He notes that while using retro design can aid familiarity, there must always be a balance when it comes to pushing new tech. “We want to take a big leap, but we want to take the customers we have with us into this new future.”
Speaking about future Neue Klasse models, he adds: “Since they will come in such short succession, you will see a strong overlap, perhaps stronger than when you do a whole model generation in 10 years, which is what we used to do.
“We used to have 10-year cycles, often starting with the 7 Series and then trickling down, and then the last one would come 10 years after the first one.
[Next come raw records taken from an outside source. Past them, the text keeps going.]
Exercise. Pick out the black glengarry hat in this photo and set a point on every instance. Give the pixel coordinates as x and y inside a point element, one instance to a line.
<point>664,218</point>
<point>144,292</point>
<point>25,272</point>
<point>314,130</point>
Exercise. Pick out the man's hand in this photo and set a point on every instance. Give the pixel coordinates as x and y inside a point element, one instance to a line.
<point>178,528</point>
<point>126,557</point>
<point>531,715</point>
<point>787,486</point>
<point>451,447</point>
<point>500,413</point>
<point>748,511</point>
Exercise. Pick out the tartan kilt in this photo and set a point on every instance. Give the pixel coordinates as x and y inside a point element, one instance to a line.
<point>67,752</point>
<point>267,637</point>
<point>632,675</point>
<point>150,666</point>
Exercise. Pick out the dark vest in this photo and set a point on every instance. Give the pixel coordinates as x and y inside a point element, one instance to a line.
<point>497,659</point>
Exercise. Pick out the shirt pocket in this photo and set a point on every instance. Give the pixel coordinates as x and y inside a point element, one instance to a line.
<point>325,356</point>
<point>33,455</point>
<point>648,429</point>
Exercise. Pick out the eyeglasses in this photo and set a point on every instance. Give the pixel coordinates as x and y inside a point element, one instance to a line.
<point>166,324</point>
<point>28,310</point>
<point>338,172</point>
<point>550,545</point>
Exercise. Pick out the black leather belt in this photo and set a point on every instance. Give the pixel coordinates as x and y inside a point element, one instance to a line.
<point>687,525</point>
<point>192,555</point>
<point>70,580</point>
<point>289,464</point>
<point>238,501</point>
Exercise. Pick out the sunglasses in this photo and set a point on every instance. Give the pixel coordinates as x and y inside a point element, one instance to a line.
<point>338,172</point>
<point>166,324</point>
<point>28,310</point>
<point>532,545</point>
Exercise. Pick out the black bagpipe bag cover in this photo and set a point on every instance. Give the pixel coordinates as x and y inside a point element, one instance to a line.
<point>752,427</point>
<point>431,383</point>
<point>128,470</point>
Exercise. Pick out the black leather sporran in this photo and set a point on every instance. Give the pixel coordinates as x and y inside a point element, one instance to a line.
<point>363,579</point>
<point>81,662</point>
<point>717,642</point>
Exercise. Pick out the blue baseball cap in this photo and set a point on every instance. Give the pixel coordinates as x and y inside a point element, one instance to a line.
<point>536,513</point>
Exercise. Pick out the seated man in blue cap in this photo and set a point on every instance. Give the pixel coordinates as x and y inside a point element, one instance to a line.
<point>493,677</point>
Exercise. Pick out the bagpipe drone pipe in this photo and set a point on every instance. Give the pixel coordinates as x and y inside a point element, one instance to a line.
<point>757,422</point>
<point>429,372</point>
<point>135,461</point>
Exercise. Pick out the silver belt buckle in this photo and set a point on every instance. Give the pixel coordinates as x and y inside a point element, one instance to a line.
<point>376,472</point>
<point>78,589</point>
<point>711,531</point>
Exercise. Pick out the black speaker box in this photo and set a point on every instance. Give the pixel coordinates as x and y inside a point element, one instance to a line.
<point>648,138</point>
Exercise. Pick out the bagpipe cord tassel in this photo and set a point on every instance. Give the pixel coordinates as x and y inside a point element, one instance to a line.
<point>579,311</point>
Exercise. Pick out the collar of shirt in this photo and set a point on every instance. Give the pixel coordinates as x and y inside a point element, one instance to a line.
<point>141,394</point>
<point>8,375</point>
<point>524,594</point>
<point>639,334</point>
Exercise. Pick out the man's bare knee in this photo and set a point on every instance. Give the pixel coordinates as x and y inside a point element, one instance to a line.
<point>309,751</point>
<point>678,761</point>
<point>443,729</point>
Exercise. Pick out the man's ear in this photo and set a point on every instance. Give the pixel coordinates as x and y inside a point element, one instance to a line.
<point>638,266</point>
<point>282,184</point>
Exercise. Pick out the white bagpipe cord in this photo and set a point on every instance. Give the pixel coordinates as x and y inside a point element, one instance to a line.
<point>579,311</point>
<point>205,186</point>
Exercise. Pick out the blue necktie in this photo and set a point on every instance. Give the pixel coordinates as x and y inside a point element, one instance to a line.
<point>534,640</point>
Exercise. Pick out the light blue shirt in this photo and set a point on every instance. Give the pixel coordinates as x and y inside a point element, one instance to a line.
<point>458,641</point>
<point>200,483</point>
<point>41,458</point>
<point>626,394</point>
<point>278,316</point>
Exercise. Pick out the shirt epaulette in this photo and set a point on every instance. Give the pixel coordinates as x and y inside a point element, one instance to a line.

Now the change will come in a relatively short space of time, so it will feel like we turn the pages all at once.
“Two years isn’t a long period of time, so it will appear as if they have grown together a little more – but you will still recognise individual characters.”
Van Hooydonk hints that the order in which the six EVs will be released will be dictated by “lifecycle mainly” but also “where we feel demand is strongest for change or technological update”.
Return to factory settings
The Neue Klasse EVs will initially be built at BMW’s new factory in Debrecen, Hungary, in a process that is said to be entirely free from fossil fuel, be much more dependent on the use of secondary materials and have a lower CO2 output.
Its factories in Munich and Mexico will get the necessary upgrades in 2026 and 2027. Just as revolutionary as the new concept’s tech and design is its interior, which previews how the ninth generation of BMW’s iDrive operating system will reshape the brand’s approach to interior design.
Neue Klasse interiors
Neue Klasse EVs will be marked out from current cars by their minimalist cockpits, which feature only the bare minimum of physical controls, even dropping the iDrive rotary control knob that has been a hallmark of the brand’s interiors since the E65-generation BMW 7 Series arrived in 2001.